La spoon river dell’ex Rumianca è ormai quasi al capolinea, purtroppo. Di circa settecento lavoratori, ne sono rimasti non più di una ventina: moltissimi falcidiati dai tumori.
L’ultima vittima è l’ex capoturno, Nino Giusti: stroncato da un tumore al peritoneo, era un grande appassionato di cani. Fu mandato in pensione a poco più di 50 anni, quando nell’84 ci fu l’incidente che portò alla chiusura definitiva dell’azienda dei veleni, tuttora sbarrata in attesa di bonifica.
Di Nino Giusti e dell’inferno dell’ex Rumianca tornano a parlarci i fratelli Vittorio e Giancarlo Manici: entrambi ex Rumianca, due anni fa, subito dopo l’uscita del libro esplosivo di Gianluca De Feo dell’Espresso “Veleni di Stato” – nel quale si riportava il contenuto degli archivi dei servizi segreti britannici, secondo i quali nello stabilimento avenzino vi sarebbero stati depositi del devastante gas tossico Diphosgene – uscirono allo scoperto, per denunciare con forza: «A neppure 40 anni, per quei diserbanti che ci bruciavano la bocca e le gengive, abbiamo perso tutti i denti».
E il loro genitore, colpito da tumore alla gola, era morto a soli 49 anni: lavorava all’arsenico. Giancarlo, 63 anni, e Vittorio Manici, 70 anni poche settimane fa hanno ricevuto la visita della vedova del loro ex capoturno, per sottoscrivere la dichiarazione che era un loro compagno di lavoro. «Per il momento – spiega la signora Luisa – abbiamo attivato la pratica per il riconoscimento di malattia professionale attraverso il sindacato, ma siamo pronti anche a fare causa».
«Sono passati più di due anni da quando abbiamo denunciato pubblicamente quello che succedeva in quella fabbrica e nessuno ci ha cercato, né la magistratura, né le pubbliche amministrazioni – intervengono Vittorio e Giancarlo – Abbiamo anche letto che ci sono stati altri studi sulla nostra ex zona industriale e sul territorio, ma quello che accadeva lì dentro era tremendo».
Quasi tutti morti
Il conto delle vittime è spaventoso: «Nel momento della maggiore espansione, eravamo in settecento, comprese le ditte; abbiamo fatto il triste censimento e non ne sono sopravvissuti più di venti, contando gli elettricisti, gli addetti alle officine, e comunque quelli che non erano a contatto con le lavorazioni più pericolose».
Nella dichiarazione che hanno sottoscritto per la signora Luisa, vedova Giusti, hanno dichiarato di essere stati alle dipendenze della Rumianca e delle società che si sono succedute, e di essere testimoni che il loro ex capoturno, ha lavorato in tutti i reparti dove si sono prodotti gli antiparassitari agricoli (Rame, Ziram, Antene), i diserbanti con diossine (Acido 2-4d), e gli insetticidi e gli esteri fosforici (Ddt, Metil Pharathion, Etil Pharathion). Nino Giusti è stato per 37 anni in Rumianca.

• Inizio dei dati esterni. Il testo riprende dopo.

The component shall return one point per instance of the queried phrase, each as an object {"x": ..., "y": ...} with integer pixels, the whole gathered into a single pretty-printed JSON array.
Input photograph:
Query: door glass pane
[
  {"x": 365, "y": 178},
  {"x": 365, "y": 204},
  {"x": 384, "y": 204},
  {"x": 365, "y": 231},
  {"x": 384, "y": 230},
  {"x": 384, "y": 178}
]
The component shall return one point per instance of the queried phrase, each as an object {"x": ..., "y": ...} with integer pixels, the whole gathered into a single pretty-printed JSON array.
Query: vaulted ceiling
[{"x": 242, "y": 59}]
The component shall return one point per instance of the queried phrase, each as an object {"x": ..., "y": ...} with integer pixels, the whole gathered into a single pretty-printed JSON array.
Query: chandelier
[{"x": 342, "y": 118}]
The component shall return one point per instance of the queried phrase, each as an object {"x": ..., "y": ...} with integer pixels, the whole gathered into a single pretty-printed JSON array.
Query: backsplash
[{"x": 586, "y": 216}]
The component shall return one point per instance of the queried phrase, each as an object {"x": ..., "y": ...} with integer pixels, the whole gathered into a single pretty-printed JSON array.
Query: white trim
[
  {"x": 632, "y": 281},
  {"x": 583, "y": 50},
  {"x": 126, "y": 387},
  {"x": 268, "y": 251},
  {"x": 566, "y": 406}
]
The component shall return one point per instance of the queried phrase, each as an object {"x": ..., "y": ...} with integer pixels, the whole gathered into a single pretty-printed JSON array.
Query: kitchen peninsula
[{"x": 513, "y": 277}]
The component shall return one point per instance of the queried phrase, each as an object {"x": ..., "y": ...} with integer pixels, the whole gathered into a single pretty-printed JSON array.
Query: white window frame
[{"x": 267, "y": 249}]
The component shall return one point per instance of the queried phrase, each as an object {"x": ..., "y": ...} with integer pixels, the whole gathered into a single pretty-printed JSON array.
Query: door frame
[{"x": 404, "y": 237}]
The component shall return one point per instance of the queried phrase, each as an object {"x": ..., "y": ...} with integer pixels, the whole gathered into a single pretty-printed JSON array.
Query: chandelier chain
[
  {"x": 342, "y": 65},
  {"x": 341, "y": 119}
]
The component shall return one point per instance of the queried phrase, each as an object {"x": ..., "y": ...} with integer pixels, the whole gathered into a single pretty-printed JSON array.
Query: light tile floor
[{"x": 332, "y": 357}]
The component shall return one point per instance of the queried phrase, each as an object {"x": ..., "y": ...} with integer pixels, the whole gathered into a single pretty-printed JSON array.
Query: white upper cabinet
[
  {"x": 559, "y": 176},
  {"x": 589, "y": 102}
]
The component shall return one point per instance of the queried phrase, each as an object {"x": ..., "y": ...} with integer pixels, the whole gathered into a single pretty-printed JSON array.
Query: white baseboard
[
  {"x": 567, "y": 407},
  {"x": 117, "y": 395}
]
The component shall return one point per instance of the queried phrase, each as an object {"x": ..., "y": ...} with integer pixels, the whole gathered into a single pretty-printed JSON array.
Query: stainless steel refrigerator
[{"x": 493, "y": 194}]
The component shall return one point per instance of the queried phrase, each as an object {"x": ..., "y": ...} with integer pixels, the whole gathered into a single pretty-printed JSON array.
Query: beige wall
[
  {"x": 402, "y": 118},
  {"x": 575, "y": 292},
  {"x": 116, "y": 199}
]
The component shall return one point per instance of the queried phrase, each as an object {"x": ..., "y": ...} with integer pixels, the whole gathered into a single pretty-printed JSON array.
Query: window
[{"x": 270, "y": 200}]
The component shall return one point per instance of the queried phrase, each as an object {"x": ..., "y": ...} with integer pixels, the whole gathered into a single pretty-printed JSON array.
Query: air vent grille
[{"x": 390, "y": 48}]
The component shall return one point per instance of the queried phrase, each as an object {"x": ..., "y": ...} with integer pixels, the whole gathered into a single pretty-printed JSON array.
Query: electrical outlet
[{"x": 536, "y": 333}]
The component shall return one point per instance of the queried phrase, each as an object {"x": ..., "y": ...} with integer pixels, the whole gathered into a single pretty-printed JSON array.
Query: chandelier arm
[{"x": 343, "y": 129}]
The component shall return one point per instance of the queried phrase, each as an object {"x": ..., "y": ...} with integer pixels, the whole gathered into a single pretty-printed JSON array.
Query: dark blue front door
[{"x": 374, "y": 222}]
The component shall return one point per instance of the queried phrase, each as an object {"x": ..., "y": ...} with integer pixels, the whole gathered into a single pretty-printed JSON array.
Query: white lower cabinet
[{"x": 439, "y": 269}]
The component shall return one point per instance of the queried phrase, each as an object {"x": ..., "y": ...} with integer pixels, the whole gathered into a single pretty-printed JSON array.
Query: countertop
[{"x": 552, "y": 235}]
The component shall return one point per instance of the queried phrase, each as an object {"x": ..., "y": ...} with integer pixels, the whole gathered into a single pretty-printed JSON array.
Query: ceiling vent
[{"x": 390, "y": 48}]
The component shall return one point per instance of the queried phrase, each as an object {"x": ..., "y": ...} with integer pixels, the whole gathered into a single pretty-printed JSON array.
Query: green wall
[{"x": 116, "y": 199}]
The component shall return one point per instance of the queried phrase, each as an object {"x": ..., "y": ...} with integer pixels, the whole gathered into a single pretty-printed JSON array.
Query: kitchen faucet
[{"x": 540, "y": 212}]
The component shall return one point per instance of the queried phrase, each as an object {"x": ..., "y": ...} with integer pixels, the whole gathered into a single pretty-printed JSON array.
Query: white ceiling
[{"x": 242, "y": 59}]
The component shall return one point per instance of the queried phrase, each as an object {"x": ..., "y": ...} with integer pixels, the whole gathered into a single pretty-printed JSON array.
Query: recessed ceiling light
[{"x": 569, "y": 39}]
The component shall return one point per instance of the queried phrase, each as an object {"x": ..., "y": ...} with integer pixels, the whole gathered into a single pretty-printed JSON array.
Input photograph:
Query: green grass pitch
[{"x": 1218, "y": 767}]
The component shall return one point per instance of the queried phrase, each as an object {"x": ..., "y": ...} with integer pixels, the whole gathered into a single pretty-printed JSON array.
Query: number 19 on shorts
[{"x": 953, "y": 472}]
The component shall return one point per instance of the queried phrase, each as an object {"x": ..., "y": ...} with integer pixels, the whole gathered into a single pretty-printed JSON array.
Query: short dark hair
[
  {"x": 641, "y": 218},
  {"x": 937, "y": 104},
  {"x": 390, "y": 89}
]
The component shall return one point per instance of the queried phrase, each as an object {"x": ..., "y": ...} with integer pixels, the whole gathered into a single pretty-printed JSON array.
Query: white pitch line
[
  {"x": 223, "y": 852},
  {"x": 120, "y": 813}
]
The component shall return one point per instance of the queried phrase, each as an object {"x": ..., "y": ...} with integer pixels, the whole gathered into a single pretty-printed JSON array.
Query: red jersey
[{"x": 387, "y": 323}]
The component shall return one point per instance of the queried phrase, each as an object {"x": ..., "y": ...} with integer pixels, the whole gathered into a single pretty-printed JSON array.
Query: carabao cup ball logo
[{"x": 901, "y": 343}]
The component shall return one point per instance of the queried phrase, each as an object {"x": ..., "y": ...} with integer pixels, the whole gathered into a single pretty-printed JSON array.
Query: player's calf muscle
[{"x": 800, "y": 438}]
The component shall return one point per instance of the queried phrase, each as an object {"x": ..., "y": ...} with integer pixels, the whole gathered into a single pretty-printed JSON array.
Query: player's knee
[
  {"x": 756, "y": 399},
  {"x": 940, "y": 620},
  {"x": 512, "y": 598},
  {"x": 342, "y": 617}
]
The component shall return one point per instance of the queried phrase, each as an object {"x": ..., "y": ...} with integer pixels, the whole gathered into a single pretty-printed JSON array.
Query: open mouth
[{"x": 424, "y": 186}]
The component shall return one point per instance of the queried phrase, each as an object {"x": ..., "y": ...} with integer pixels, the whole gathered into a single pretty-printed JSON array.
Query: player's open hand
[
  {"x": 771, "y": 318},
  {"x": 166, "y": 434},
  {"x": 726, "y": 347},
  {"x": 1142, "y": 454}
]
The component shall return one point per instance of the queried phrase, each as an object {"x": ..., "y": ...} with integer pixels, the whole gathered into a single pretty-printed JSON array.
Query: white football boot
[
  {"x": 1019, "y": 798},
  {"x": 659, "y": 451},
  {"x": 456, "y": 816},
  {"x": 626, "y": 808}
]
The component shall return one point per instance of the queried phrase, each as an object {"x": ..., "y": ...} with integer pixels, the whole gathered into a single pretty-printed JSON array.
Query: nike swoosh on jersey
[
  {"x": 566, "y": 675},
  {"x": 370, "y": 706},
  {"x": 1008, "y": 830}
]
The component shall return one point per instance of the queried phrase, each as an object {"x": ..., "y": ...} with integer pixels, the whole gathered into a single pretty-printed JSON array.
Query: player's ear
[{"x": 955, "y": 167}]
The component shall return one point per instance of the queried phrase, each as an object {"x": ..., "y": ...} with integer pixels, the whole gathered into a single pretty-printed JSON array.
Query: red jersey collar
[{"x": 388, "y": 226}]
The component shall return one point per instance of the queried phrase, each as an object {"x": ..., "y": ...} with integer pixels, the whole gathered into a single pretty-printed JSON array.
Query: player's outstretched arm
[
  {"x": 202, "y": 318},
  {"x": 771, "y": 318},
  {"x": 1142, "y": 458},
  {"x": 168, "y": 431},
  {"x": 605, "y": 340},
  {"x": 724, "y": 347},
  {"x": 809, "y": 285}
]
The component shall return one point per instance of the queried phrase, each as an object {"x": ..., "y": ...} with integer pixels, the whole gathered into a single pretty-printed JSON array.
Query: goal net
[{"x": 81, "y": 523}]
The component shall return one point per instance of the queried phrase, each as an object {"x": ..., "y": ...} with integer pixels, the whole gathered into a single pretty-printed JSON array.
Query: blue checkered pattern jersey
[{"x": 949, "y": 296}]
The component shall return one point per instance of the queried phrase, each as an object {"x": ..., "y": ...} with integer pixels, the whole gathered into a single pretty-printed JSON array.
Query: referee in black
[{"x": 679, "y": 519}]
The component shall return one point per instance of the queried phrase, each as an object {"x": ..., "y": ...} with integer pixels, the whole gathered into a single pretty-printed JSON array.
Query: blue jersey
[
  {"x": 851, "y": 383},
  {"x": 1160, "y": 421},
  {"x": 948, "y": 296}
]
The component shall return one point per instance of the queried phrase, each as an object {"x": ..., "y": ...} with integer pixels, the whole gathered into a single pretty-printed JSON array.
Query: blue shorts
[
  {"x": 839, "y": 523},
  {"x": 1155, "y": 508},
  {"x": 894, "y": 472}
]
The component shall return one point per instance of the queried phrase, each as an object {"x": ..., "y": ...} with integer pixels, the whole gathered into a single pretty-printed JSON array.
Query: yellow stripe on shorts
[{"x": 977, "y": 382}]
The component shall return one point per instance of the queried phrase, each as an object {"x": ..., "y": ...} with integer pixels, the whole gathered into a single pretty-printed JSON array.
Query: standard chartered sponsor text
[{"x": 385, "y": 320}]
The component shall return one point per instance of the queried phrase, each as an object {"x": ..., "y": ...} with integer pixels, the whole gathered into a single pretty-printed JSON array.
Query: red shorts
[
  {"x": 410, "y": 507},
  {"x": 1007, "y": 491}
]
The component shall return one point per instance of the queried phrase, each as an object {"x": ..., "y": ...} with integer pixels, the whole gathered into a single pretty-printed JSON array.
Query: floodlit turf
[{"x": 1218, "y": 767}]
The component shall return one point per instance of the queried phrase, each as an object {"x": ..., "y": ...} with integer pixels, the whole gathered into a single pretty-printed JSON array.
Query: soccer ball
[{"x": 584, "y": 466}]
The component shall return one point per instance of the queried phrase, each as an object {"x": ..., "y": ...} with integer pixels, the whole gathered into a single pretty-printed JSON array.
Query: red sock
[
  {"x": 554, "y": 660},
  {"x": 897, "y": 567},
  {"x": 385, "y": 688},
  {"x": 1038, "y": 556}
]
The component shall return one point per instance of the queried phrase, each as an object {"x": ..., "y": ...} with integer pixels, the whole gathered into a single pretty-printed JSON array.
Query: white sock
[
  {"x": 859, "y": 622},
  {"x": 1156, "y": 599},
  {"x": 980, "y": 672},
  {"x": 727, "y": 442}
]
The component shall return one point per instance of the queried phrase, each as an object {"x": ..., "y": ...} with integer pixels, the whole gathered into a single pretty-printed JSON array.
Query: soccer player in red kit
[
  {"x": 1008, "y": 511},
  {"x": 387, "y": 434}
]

Giancarlo Manici invece ci ha lavorato dal 1970 fino al 1984; Vittorio dal 1961 all’83 («ma in realtà al lavoro sono entrato nel 60, mi hanno registrato l’anno dopo»), operai addetti un po’ a tutto, anche al diserbante Olgran per le risaie: «Lo caricavamo a spalle». Ricordano ancora: «Al sabato quando andavamo al cinema o a ballare, venivamo allontanati come appestati, nessuno si poteva avvicinare per l’odore; ci lavavamo anche l’aceto, ma non si riusciva a mandare via la puzza. L’Olgran aveva l’odore del Ddt, quando poi lavoravamo all’Antirazur, il colore non andava mai via, la notte macchiavano i lenzuoli di blu. La mezz’ora per fare il bagno era pagata, ma la puzza non andava via. Nonostante le saponette profumate che ci passavano». «Facevamo anche il tomatone – ricordano – a base di ormoni, ormai eravamo assuefatti dalla puzza, ma gli altri ci dicevano che era insopportabile». Da diciassette anni, i due fratelli provano a vedersi riconosciuti i benefici del contatto con l’amianto: «C’era pieno anche di quello». Ma per ora, senza risultato.